The Republic of Cyprus has recorded the greatest increase in suicide mortality among Eastern Mediterranean countries, with an average annual increase of 5.1% in 2000–2019.
Aims
To investigate trends in suicide mortality rates between 2004 and 2020 in the Republic of Cyprus, with a focus on age, gender and suicide methods.
Method
Suicide deaths (ICD-10 taxonomy, including ‘undetermined’ code) and population denominators were obtained from the National Mortality Registry and Statistical Office, respectively. Directly standardised (European Standard) mortality rates were calculated for four gender and age groups. Annual change was estimated using Poisson regression models with interaction terms to assess differential trends over different time periods.
Results
There were 560 suicide deaths; these were four times more frequent in men, and approximately 80% were classified as ‘violent’ for both genders. The male suicide rate doubled from 4–5 to 9–10 per 100 000, mostly before 2012, representing a 9% annual change (rate ratio = 1.09, 95% CI 1.03, 1.15; P = 0.002). From 2013, the trend reversed (effect modification P < 0.001) with a 4% annual decrease (95% CI −9%, 1%).

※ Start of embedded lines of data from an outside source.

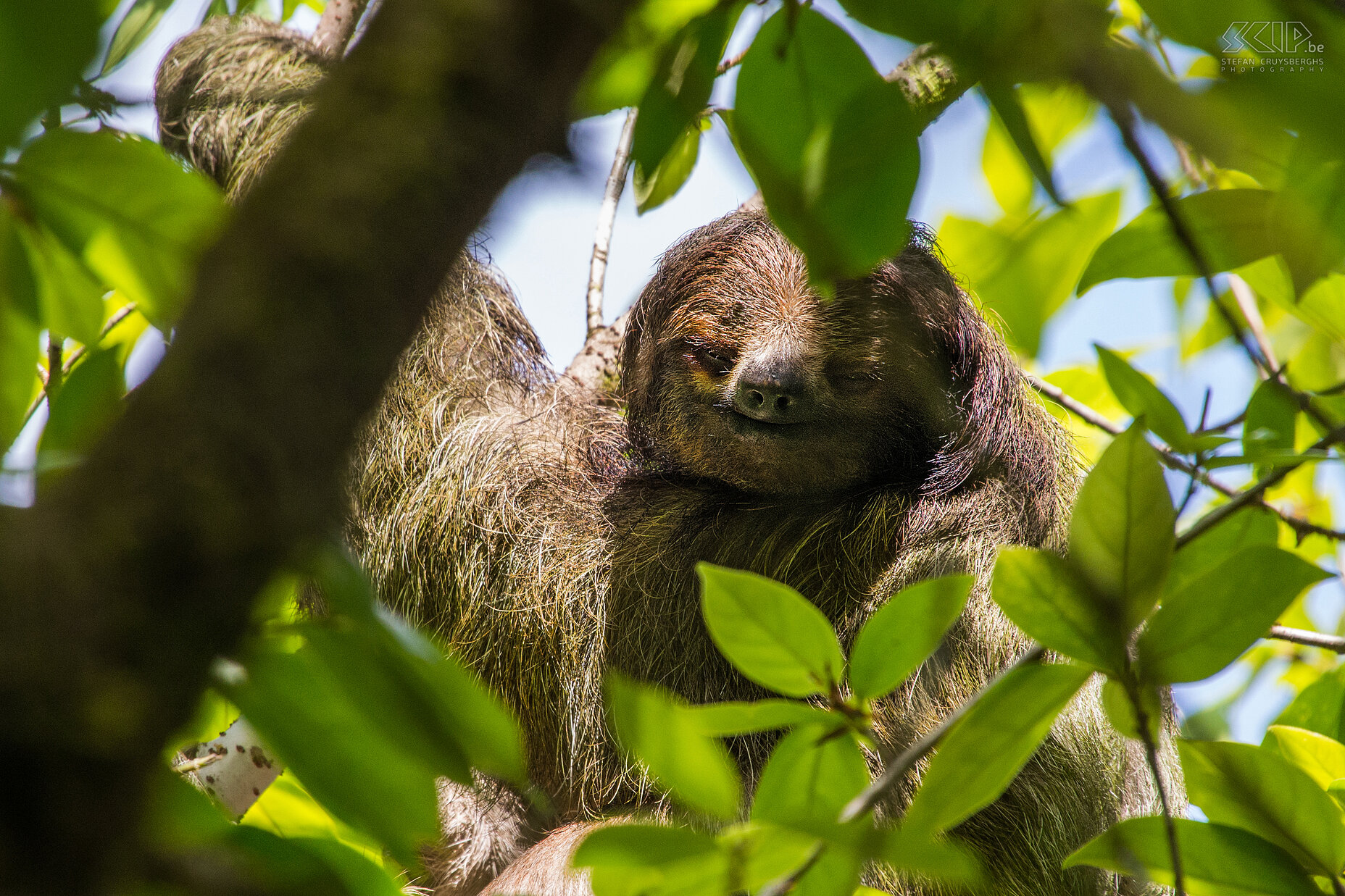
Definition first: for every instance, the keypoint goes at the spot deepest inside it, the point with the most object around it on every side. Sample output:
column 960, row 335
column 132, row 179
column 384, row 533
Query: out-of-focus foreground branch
column 139, row 566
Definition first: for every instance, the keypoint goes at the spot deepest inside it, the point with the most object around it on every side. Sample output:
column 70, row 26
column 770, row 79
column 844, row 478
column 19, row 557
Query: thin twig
column 897, row 769
column 1170, row 461
column 1307, row 638
column 336, row 26
column 1247, row 304
column 72, row 358
column 606, row 218
column 1252, row 495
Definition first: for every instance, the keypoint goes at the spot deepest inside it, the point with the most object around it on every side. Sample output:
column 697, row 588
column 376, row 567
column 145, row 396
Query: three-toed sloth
column 846, row 445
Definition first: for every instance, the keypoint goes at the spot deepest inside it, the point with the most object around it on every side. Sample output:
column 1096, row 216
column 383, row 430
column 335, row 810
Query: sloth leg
column 486, row 828
column 545, row 869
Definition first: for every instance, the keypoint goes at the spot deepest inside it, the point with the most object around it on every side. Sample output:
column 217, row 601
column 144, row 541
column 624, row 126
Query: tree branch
column 338, row 25
column 139, row 566
column 606, row 219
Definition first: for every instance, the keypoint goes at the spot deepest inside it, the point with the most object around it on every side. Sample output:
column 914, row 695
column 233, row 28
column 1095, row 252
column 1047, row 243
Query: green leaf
column 809, row 779
column 983, row 753
column 681, row 89
column 666, row 736
column 1212, row 621
column 1025, row 276
column 736, row 717
column 1142, row 398
column 1320, row 707
column 1120, row 535
column 1216, row 860
column 342, row 755
column 770, row 632
column 139, row 23
column 1044, row 596
column 1231, row 226
column 84, row 409
column 43, row 49
column 1246, row 528
column 1321, row 756
column 1271, row 416
column 125, row 210
column 1007, row 105
column 943, row 860
column 67, row 293
column 904, row 632
column 831, row 146
column 654, row 190
column 1259, row 792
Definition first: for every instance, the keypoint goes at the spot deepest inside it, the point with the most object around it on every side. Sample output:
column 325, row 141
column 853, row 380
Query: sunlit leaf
column 1321, row 756
column 812, row 775
column 139, row 23
column 661, row 732
column 831, row 146
column 904, row 632
column 1141, row 397
column 1044, row 596
column 736, row 717
column 43, row 47
column 1120, row 533
column 125, row 210
column 980, row 756
column 1216, row 858
column 1259, row 792
column 1216, row 616
column 770, row 632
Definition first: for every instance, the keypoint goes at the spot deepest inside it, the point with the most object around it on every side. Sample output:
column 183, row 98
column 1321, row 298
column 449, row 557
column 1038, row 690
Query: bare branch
column 336, row 26
column 1173, row 462
column 606, row 219
column 1307, row 638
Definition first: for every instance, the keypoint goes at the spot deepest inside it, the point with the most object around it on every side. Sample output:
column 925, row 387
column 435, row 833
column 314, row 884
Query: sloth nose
column 773, row 393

Declines were not uniform across all age groups; rates in males aged 45–64 years continued to rise, surpassing the previously high rate in males aged 25–44 years. Rates in females declined from 4–5 per 100 000 to 2–3 over the study period. Overall, the male-to-female suicide rate ratio was 5.33 (95% CI 3.46, 8.19) in 2017–2020, compared with 2.73 (1.88, 3.95) in 2004–2008.
Conclusion
Although suicide rates remain relatively low, the gender differential has widened in the Republic of Cyprus. Further analysis of trends in relation to unemployment and other socioeconomic indicators is warranted.